# SGMCMC design
_Reponse to [Remi's design document](https://hackmd.io/XFJQb_PHQ5Gi7i8Ar4oCMw?view)_
## About the kernel’s user-facing API
`state, info = sgld(rng_key, state, batch)`
I really think that the default API should do minibatching automatically. It should of course also be possible to define your own minibatches (if your data doesn’t fit in memory), but I think the default should be to not worry about that.

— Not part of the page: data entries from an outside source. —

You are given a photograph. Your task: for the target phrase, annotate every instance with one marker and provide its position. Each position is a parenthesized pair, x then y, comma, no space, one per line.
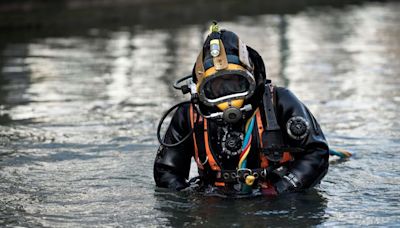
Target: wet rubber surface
(78,116)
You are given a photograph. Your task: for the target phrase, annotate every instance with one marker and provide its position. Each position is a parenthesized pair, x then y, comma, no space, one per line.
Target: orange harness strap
(213,164)
(193,116)
(260,127)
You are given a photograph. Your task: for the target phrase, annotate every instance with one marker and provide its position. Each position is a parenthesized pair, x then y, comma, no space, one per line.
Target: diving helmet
(223,75)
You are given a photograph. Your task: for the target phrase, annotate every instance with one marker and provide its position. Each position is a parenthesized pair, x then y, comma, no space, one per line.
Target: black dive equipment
(272,136)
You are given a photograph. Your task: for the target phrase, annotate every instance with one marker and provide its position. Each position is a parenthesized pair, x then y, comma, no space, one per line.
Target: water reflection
(81,111)
(305,209)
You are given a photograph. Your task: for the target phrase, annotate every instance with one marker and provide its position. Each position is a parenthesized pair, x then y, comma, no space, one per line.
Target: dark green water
(78,115)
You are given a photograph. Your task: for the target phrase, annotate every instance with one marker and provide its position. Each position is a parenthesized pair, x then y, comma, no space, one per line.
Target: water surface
(78,116)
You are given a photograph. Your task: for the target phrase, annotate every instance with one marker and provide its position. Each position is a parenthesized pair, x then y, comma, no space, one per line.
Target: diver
(247,136)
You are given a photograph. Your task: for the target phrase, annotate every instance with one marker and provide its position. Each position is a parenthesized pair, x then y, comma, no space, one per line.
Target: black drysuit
(172,164)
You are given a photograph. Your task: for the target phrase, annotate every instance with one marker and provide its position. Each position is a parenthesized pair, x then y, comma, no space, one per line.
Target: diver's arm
(172,164)
(310,166)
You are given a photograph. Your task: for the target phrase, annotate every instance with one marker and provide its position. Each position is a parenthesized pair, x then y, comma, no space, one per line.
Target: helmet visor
(225,86)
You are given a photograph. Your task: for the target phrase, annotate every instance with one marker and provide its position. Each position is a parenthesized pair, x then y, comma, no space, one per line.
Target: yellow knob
(250,180)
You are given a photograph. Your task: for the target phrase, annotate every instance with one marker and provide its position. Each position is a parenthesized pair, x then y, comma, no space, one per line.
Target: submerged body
(248,136)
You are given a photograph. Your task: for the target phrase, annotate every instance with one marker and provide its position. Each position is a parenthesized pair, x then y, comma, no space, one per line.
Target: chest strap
(209,156)
(193,116)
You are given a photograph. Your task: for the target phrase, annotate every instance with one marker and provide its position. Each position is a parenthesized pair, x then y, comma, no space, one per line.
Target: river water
(78,116)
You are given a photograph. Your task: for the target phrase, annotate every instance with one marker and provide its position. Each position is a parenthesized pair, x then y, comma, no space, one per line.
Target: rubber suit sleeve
(172,164)
(310,166)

The reason is that I think most of the time these algorithms will be used when data fits in memory, so the default API should be aimed at that. Specifically, I think a main use-case is academics using sgmcmc algorithms in their papers, which almost always use datasets that fit in memory. Examples (these are probably some of the only current uses of the libary tbh..):
- I’ve used sgmcmcjax in my [recent paper](https://arxiv.org/abs/2105.13059) (that’s why I wrote the library!) everything fits in memory
- Kevin Murphy in his [pyprobml repo](https://github.com/probml/pyprobml/blob/5beb9b63ea26c72c88ad49ee4963ca62e9118e1b/scripts/subspace_demo.py#L148):
- [CNN example](https://colab.research.google.com/github/probml/probml-notebooks/blob/main/notebooks/sg_mcmc_jax.ipynb#scrollTo=9hchex74Qwf9): using minibatches is still really useful even if data fits in memory
In sgmcmcjax if you want to define your own mini batches you have to use `diffusions.py`, and if you want batching done for you use use `kernels.py`.

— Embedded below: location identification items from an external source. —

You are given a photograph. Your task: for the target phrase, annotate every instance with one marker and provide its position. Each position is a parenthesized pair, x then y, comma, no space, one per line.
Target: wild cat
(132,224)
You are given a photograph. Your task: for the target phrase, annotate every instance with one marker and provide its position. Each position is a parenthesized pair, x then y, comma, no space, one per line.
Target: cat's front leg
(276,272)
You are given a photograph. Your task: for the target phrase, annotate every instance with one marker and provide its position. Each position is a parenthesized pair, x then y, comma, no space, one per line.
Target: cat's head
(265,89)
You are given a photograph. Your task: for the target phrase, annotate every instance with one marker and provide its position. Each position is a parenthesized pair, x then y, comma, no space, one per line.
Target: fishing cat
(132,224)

But following if the design you suggested, an option could be to add another layer on top of the kernel you wrote:
1. The main update function would be`_ = sgld.update(rng_key, state)` which does minibatching for you
2. If you need to define your own mini batches you use the alternative update function: `_ = sgld.update_with_minibatch(rng_key, state, batch)`.

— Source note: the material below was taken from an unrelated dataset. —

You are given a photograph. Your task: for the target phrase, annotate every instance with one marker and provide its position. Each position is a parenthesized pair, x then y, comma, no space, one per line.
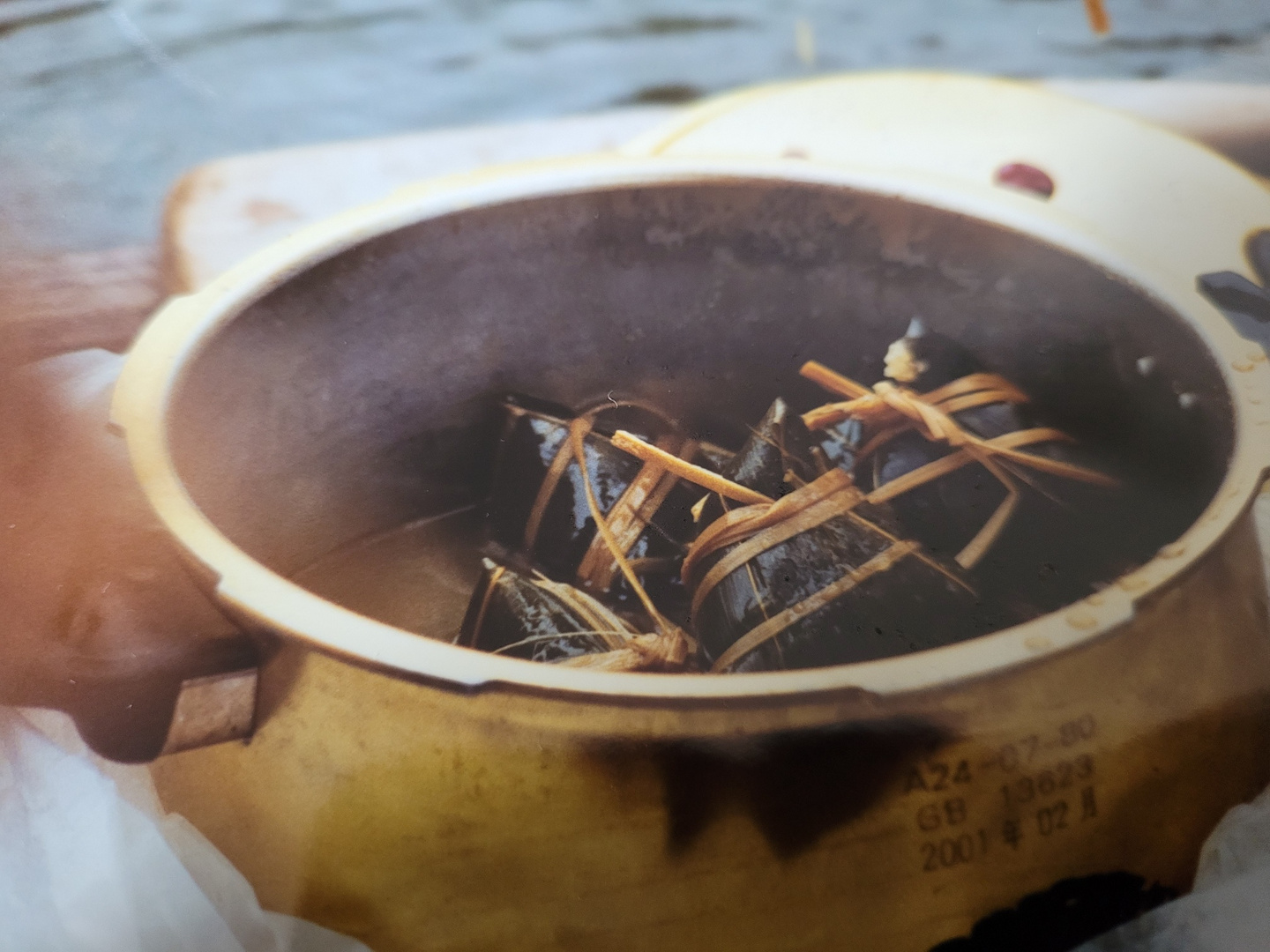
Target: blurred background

The `update()` function would simply build on `update_with_minibatch`:
```python
def update(rng_key, state):
rng_key, subkey = random.split(rng_key)
batch = get_minibatch(subkey) # this would already have access to the dataset through closures
return update_with_minibatch(rng_key, state, batch)
```
But then you would need to pass in the dataset when you build the kernel:
`sgld = blackjax.sgld(grad_estimator_fn, schedule_fn, data, batch_size)`
And if your data doesn't fit in memory, maybe pass in `data=None, batch_size=None` ?
Thoughts on this?
## Gradient factory:
Would you not prefer to have the gradient factory within the kernel factory? In `sgld = blackjax.sgld(grad_estimator_fn, schedule_fn)`.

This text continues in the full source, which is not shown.